From Normal Teen To 'Game Of Thrones': Young Cersei Tells Us What It's Like

Nell Williams takes us behind the scenes of the "Game of Thrones" process.

If you landed a plum role on an episode of "Game of Thrones," your first move would be to rub it in the jealous faces of your bosses/teachers/colleagues/classmates and so on and so forth, right? Then continue to torture them with this information until the end of days?

Well, for 16-year-old Nell Williams, who guest starred as Young Cersei on Sunday's (April 12) premiere, the answer to that question is a definitive "no." In fact, as of press time, Williams' classmates still had no clue they'd be seeing her on the "GoT" premiere, which airs Monday nights in the U.K.

"I told a few of my friends who have been sworn to secrecy," she told MTV News ahead of the episode's airing. "I think people at school are going to get a bit of a shock tonight. It’s really, really hush-hush... I had to sign a contract that signed away my rights to the universe about putting any pictures on social media of any costumes, or hair, or literally anything. I couldn’t put it anywhere until tonight."



The entire process for Williams began months ago, when she went into her audition knowing she'd be trying for Young Cersei -- only she'd never seen the show, or read any of George R. R. Martin's books. In the few weeks between landing the part and flying off to Ireland to film it she tried to read "A Song of Ice and Fire," but to no avail. Instead, she studied four years' worth of Lena Headey playing Cersei, and admitted that learning what makes that character tick was the hardest part.

"I got the accent quite quickly, but what was quite difficult was finding out what made her her," Williams explained. "She’s obviously very nasty; extremely nasty. Because I was playing her when she was younger -- she couldn’t always be horrible. She could be a bit stuck up when she’s younger, but I think the importance of this scene is making sure the audience knows how she became the person she is. And that was really interesting to do. So I just had to find out as much as I possibly could about her."

When Williams finally arrived on set last summer, weeks before the rest of the cast (minus Kerry Ingram, who plays Shireen Baratheon) had arrived, she said the craziest part was getting used to all of the behind-the-scenes props that makes "Thrones" feel so realistic.

"You step off the plane and arrive at the unit, and it’s all these massive, enormous warehouses," she said. "You go inside, and they’re filled to the brim with props of like, dead people’s heads. It's all weird things in these warehouses. There were horses in one... It was very, very easy to slip into the imaginary world that you have to put yourself in, just because the props and everything are so realistic. It’s really weird."

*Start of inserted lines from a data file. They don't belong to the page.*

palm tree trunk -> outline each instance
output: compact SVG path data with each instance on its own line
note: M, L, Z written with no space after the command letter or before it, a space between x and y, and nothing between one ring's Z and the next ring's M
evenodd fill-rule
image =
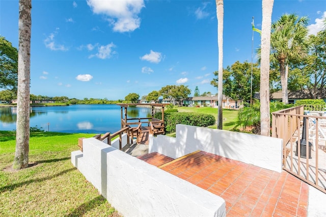
M216 17L218 18L218 44L219 46L219 105L218 106L218 129L222 129L223 94L223 17L224 9L223 0L216 0Z
M32 0L19 0L18 82L16 151L13 169L29 165L30 150L30 78Z
M262 0L260 60L260 127L261 134L270 136L269 116L269 49L270 27L274 0Z
M289 104L287 91L287 78L289 73L289 66L285 64L285 60L280 61L280 74L282 85L282 101L285 104Z

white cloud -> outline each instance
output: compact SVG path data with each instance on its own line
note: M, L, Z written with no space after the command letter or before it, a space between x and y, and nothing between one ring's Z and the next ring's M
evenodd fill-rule
M155 52L151 50L149 53L146 54L141 57L141 60L146 60L151 63L158 63L162 59L162 54L159 52Z
M180 78L179 79L177 80L176 82L178 85L180 85L181 84L184 84L188 82L188 78L187 78L186 77L184 77L183 78Z
M203 7L198 8L195 11L195 15L197 19L204 19L209 16L209 14L206 11L204 11L205 8L207 5L207 3L204 3Z
M73 20L72 19L72 18L71 17L68 18L68 19L66 19L66 22L74 22L74 21L73 21Z
M138 15L145 7L143 0L87 0L87 4L93 13L106 15L113 30L121 33L139 28L141 19Z
M95 55L99 59L104 60L105 59L110 59L113 53L115 53L115 51L113 51L111 49L112 47L115 47L116 46L112 43L108 44L107 45L100 46L97 49L98 52Z
M65 47L64 45L58 45L56 44L55 41L55 36L58 35L59 30L59 28L57 28L55 32L51 33L45 39L44 39L44 42L45 44L45 47L50 49L51 50L68 50L68 48Z
M88 44L86 46L80 46L79 49L82 49L83 48L86 47L89 51L91 51L94 48L97 48L97 53L95 54L91 54L88 57L89 59L97 57L99 59L104 60L105 59L111 58L112 55L117 53L115 51L112 50L112 48L115 47L116 45L113 42L111 42L110 44L107 44L106 45L100 45L98 43L96 43L94 45Z
M100 30L100 28L97 26L93 27L93 29L92 29L92 31L98 31L99 30Z
M81 82L89 82L93 78L93 76L89 74L78 74L76 79Z
M86 47L87 47L87 49L88 50L92 50L94 49L94 46L92 44L88 44L87 45L86 45Z
M308 26L308 35L316 35L317 33L325 29L325 25L323 20L326 17L326 11L322 13L321 17L315 19L315 23L311 24Z
M149 74L153 72L154 72L154 71L153 71L153 69L151 69L149 67L144 66L144 67L142 68L142 73L144 73Z
M210 83L210 80L208 79L205 79L201 81L201 82L200 83L200 84L209 84Z

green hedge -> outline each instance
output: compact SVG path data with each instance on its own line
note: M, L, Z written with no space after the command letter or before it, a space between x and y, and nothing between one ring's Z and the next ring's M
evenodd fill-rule
M154 118L161 119L162 113L154 115ZM206 127L215 124L215 117L212 115L191 112L164 113L166 133L175 132L178 124Z
M178 112L178 109L177 108L168 109L164 111L164 114L171 113L172 112Z
M323 99L301 99L297 100L294 105L298 106L302 105L324 105L325 104Z

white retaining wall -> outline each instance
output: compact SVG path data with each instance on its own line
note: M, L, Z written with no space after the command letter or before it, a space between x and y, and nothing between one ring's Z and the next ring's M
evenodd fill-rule
M128 135L127 134L127 133L123 133L122 135L121 136L122 148L123 148L124 147L125 147L125 145L127 145L127 144L128 143L127 135ZM131 140L131 138L130 138L129 139ZM134 140L134 143L135 143L135 142L136 142L135 140ZM107 138L105 138L103 141L103 142L107 144ZM119 144L120 144L120 138L119 137L118 137L117 138L116 138L115 139L111 141L111 146L113 146L117 149L119 149Z
M149 152L177 158L198 150L278 172L282 172L283 140L178 124L176 138L151 137Z
M225 216L220 197L94 138L72 163L124 216Z

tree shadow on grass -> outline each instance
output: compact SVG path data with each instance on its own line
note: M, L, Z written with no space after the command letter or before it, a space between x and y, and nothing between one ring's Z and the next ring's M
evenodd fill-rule
M71 159L70 157L63 157L62 158L48 159L47 160L37 160L35 164L36 165L39 164L52 163L62 160L67 160Z
M4 186L3 187L0 187L0 193L4 193L6 191L13 191L16 187L21 187L22 185L28 185L33 182L41 182L44 181L46 181L47 180L51 179L53 178L57 177L58 176L60 176L62 175L63 175L65 173L68 173L70 171L72 171L73 170L75 170L77 169L75 167L68 169L67 170L65 170L63 171L60 172L60 173L58 173L56 174L54 174L52 176L50 176L48 177L43 177L43 178L38 178L34 179L30 179L29 180L24 181L21 182L16 183L14 184L9 184L8 185Z
M240 126L239 122L238 122L237 121L231 121L230 122L225 123L225 124L223 124L223 125L225 126L234 125L234 128L237 127L238 126Z
M88 202L85 202L78 207L74 209L66 216L81 216L84 215L88 211L94 209L97 206L100 206L106 202L106 200L101 195L93 198Z

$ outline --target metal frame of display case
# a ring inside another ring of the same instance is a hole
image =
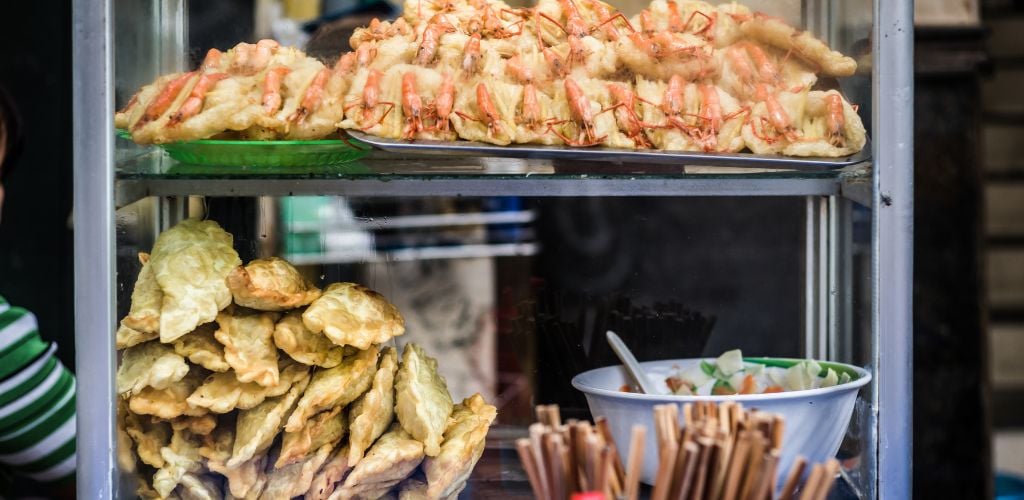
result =
[[[167,2],[157,2],[163,5]],[[181,12],[171,12],[180,16]],[[530,175],[550,167],[518,161],[424,182],[416,175],[272,179],[116,175],[114,137],[114,1],[74,2],[75,321],[78,366],[78,494],[118,496],[115,415],[116,318],[115,208],[161,197],[166,226],[183,214],[181,197],[291,196],[790,196],[805,197],[805,351],[817,358],[849,356],[841,332],[849,319],[849,219],[851,201],[872,207],[872,389],[865,494],[910,496],[911,474],[911,283],[912,283],[912,40],[910,0],[874,0],[872,32],[872,160],[823,175],[754,173],[716,175],[682,170],[672,175]],[[165,30],[156,25],[154,30]],[[174,33],[161,34],[173,39]],[[168,42],[173,45],[173,40]],[[165,47],[166,51],[166,47]],[[180,57],[171,54],[170,56]],[[159,157],[150,162],[160,162]],[[158,169],[159,171],[159,169]],[[870,177],[867,176],[870,172]],[[548,177],[548,178],[545,178]],[[383,181],[386,180],[386,181]],[[849,333],[848,333],[849,335]]]

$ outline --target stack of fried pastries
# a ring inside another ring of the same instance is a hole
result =
[[[163,233],[117,332],[118,452],[143,498],[455,498],[496,409],[455,404],[398,310],[242,265],[213,221]]]
[[[143,87],[117,116],[138,142],[463,138],[624,149],[847,156],[866,136],[818,76],[857,65],[737,3],[653,0],[628,18],[601,0],[406,0],[356,30],[333,68],[264,40]]]

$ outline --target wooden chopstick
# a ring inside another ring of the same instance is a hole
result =
[[[548,492],[544,490],[541,484],[540,473],[537,469],[537,462],[534,460],[534,450],[529,440],[526,437],[516,440],[515,449],[519,453],[519,461],[522,462],[522,468],[526,471],[526,478],[529,480],[529,487],[534,490],[534,496],[536,498],[548,498]]]
[[[818,493],[818,486],[825,478],[825,467],[820,463],[811,467],[811,476],[804,483],[804,488],[800,490],[800,500],[814,500]]]
[[[831,490],[833,484],[836,483],[836,475],[839,474],[839,460],[829,458],[825,462],[824,469],[824,476],[818,485],[817,492],[815,492],[815,500],[825,500],[825,497],[828,496],[828,491]]]
[[[615,437],[611,435],[611,428],[608,426],[608,419],[604,417],[597,417],[594,420],[594,426],[597,427],[597,431],[604,439],[605,446],[611,448],[611,465],[614,467],[614,480],[611,482],[612,487],[621,485],[623,481],[626,480],[626,467],[623,466],[623,459],[618,456],[618,447],[615,446]],[[614,492],[617,494],[618,492]]]
[[[665,446],[658,450],[657,475],[654,476],[654,490],[650,494],[650,500],[667,500],[669,491],[672,489],[672,473],[676,469],[676,458],[679,455],[679,445],[675,440],[669,439]]]
[[[797,459],[793,461],[793,465],[790,466],[790,473],[785,476],[785,483],[782,484],[782,492],[778,497],[779,500],[793,500],[793,494],[796,493],[797,487],[800,486],[800,478],[803,477],[806,467],[807,459],[797,456]]]
[[[725,475],[725,487],[722,500],[735,500],[739,493],[740,481],[743,478],[745,464],[751,450],[751,431],[743,430],[736,439],[736,444],[729,460],[729,471]]]
[[[742,486],[739,487],[739,496],[737,498],[748,498],[751,490],[756,488],[755,482],[758,481],[757,474],[760,473],[761,467],[764,466],[765,448],[767,447],[768,440],[764,437],[764,434],[760,430],[753,431],[751,434],[750,459],[746,461],[746,471],[743,474]]]
[[[630,435],[630,458],[626,468],[626,500],[637,500],[640,493],[640,468],[643,466],[643,447],[647,428],[634,425]]]
[[[598,461],[599,465],[597,466],[597,475],[593,489],[603,493],[605,498],[614,498],[611,493],[611,477],[615,474],[615,468],[612,465],[611,459],[614,450],[610,446],[605,446],[601,449],[600,454],[601,457]]]
[[[699,500],[705,498],[705,491],[708,490],[708,461],[711,458],[714,442],[701,436],[697,437],[696,444],[698,448],[697,466],[693,472],[693,493],[690,494],[690,498]]]

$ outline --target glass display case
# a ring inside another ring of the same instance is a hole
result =
[[[530,497],[513,442],[536,404],[590,418],[570,379],[618,363],[606,330],[641,361],[738,347],[866,368],[831,498],[907,498],[912,5],[749,3],[855,57],[857,73],[830,85],[859,105],[864,154],[837,163],[399,148],[323,166],[196,165],[118,135],[115,111],[199,64],[210,48],[200,43],[230,40],[218,45],[227,49],[266,27],[199,19],[183,0],[76,2],[79,495],[134,495],[118,462],[112,333],[137,254],[201,217],[233,235],[243,261],[281,256],[319,286],[383,293],[406,317],[399,343],[437,357],[457,401],[480,392],[498,407],[469,498]],[[197,42],[197,27],[216,36]]]

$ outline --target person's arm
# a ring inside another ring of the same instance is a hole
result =
[[[73,498],[75,376],[55,351],[35,316],[0,297],[0,465]]]

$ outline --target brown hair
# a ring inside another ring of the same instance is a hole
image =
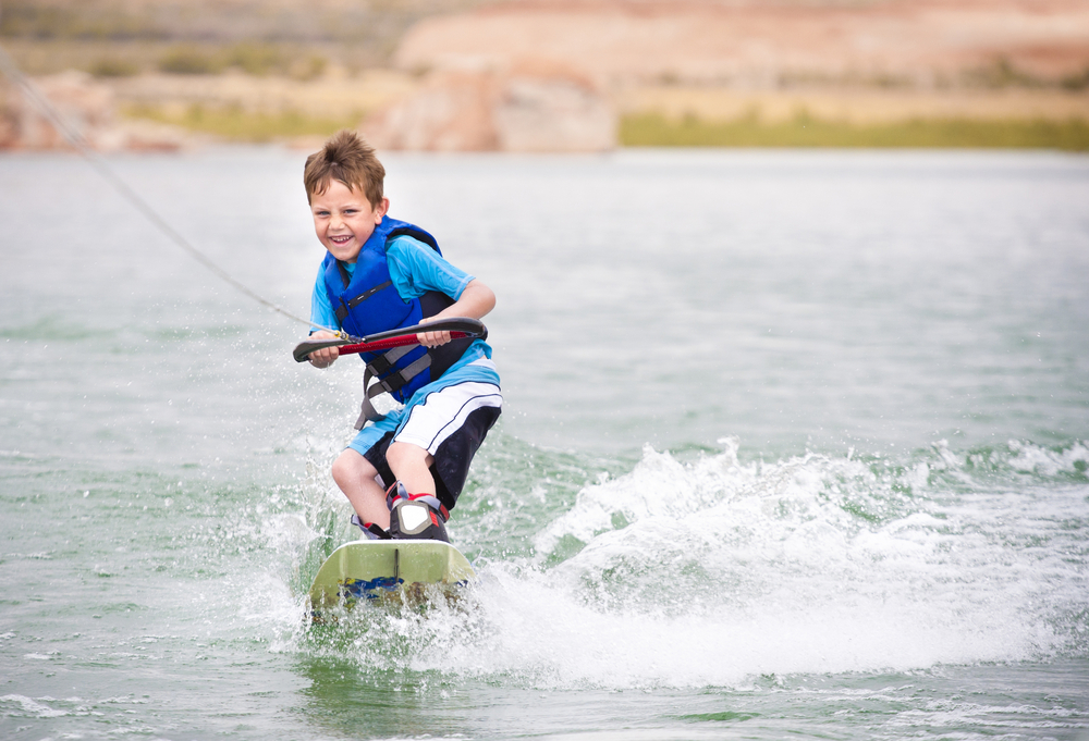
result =
[[[306,158],[303,170],[306,200],[325,193],[333,180],[348,188],[358,188],[375,208],[382,200],[386,168],[375,157],[375,148],[350,128],[333,134],[321,151]]]

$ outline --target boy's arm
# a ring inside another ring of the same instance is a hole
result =
[[[332,302],[326,291],[326,282],[322,277],[323,271],[318,269],[318,279],[314,282],[314,292],[310,294],[310,321],[321,326],[339,326],[337,314],[333,313]],[[330,321],[332,320],[332,321]],[[310,339],[332,339],[337,335],[326,330],[318,330],[310,333]],[[329,368],[333,361],[340,357],[337,347],[326,347],[310,353],[307,358],[315,368]]]
[[[416,296],[425,291],[438,291],[454,299],[439,313],[420,323],[451,317],[482,319],[495,307],[495,294],[482,281],[450,264],[433,249],[407,236],[399,237],[387,251],[390,276],[397,291]],[[450,342],[449,332],[420,332],[416,335],[425,347],[437,347]]]
[[[421,324],[433,322],[448,317],[468,317],[469,319],[484,319],[485,314],[495,308],[495,294],[486,286],[482,281],[474,277],[462,291],[457,300],[445,309],[420,321]],[[416,335],[419,344],[424,347],[438,347],[450,342],[450,332],[420,332]]]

Weirder still is how it took two weeks of on-and-off filming to nail Williams' five minute-ish scene, which would have wrapped in a matter of hours on a show with a lesser budget.

"They film about, I don’t know, a minute a day?" Williams explained. "When we filmed a whole day, it accounted to about a minute, I would say... it’s a really, really step-by-step process. That was obviously helped by the crew and everyone. They were amazing. Everyone knew what they had to do, how long they had to do it, when they had to get it done by, what it had to look like in the end. It was really, really amazing."

Less amazing, however, was the availability of bathroom breaks when you're dressed like Cersei Lannister.

"[The dress] was so heavy, and it was boiling as well in the studio," Williams said. "There were all these massive lights on because they had to get the lighting right, and there was also a fire in the hut. With all of that and like 30 people in one room trying to film, it got really hot so quickly, and the costumes were down to the floor with loads of layers. So it was boiling, and also really difficult to go to the loo because you have all these massive skirts and everything. But it was definitely worth it."